For instance, most families set up their estate plan where they will leave everything to their spouse at their death, and then when the surviving spouse dies, everything is left in equal shares to their children. However, when there is a second marriage later in life, this somewhat complicates the issue from an estate planning context.
For example, let’s say that John and Jane were married for 15 years and had 3 children together. John passes away due to a heart attack, and he left everything that he owned to Jane. Now, at the time of John’s death, Jane also had an estate plan leaving everything that she owned to her children in equal shares in the event that her husband predeceases her. However, about 5 years after John’s death, Jane remarries and marries Tim. In addition, this was Tim’s second marriage and he has 4 children from a prior marriage.
However, Tim predeceased Jane, and left everything he owned at his death to Jane. However, 10 years after Tim died, Jane passed away and left everything she owned at her death to her three children. However, these children were Jane’s three children from her marriage with John. Therefore, in this example, Tim’s four children receive nothing. Now, you may be asking yourself how this is possible. Well, Tim left everything he owned at his death to his second wife, Jane, and then Jane left everything to her children from her marriage with John. In this scenario, Tim’s four children would not inherit anything when Jane died.
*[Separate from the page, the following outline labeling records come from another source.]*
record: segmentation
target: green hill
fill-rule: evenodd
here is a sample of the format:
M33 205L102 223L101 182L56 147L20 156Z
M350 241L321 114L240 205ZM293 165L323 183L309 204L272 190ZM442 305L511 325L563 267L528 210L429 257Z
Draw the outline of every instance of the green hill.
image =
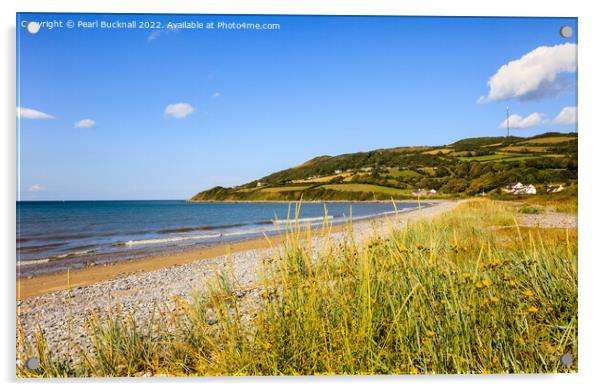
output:
M478 137L443 146L396 147L318 156L232 187L201 191L192 201L373 200L470 196L512 182L577 182L577 133Z

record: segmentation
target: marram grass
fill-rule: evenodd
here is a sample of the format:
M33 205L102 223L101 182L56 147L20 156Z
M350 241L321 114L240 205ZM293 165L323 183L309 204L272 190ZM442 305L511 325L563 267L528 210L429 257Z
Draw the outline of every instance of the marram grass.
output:
M41 332L20 335L19 361L34 355L41 366L19 364L18 375L574 372L577 232L519 228L517 214L468 201L363 243L351 225L343 242L325 232L316 248L291 225L258 286L222 274L145 324L119 308L93 314L95 353L74 348L71 358L53 355Z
Because of these scenarios, it is very important to engage in very thoughtful and detailed estate planning and family legacy planning. One possible solution in the example above, is with a revocable living trust that provides distribution, in detail, to your current husband and your four children from your prior marriage. This would provide the certainty of knowing that your children will be provided for when you are gone. In addition, as part of this estate planning strategy, your second husband would establish a revocable living trust providing for the same possible outcome so that his four children would be provided for in the event of his death.
However, another possible solution is to establish a Qualified Terminable Interest Property Trust, or QTIP for short. A QTIP trust operates by having the assets that you hold provide income to your spouse for the duration of her life until her death or until she remarries, and immediately upon her death or remarriage, the assets would pass to the children from the first marriage.
Now, how would this work in the example above? Well, in the example above let’s say that Tim’s estate planning concern was that he wanted to provide for his four children from his prior marriage. Therefore, Tim established a QTIP trust which he funded with all of his assets during his lifetime. The QTIP trust provided that all of his assets would provide income to his wife during his lifetime. However, upon Jane’s death or remarriage, all of the assets would them immediately pass to the designated beneficiaries, which were his four children in equal shares.
Therefore, by Tim setting up this QTIP trust, all of his assets did not pass to Jane at his death, and later passed to Jane’s three children at her death. Instead, these assets where held in the QTIP trust after Tim’s death and provided income to Jane during her lifetime. However, when Jane later died, all of the assets in the QTIP trust were immediately transferred to Tim’s four children, and his children would not be disinherited.
However, in such a scenario, it would also be beneficial for Jane to setup the same type of QTIP trust so that her three children from her marriage with John would not be disinherited if she were to pass away before Tim does.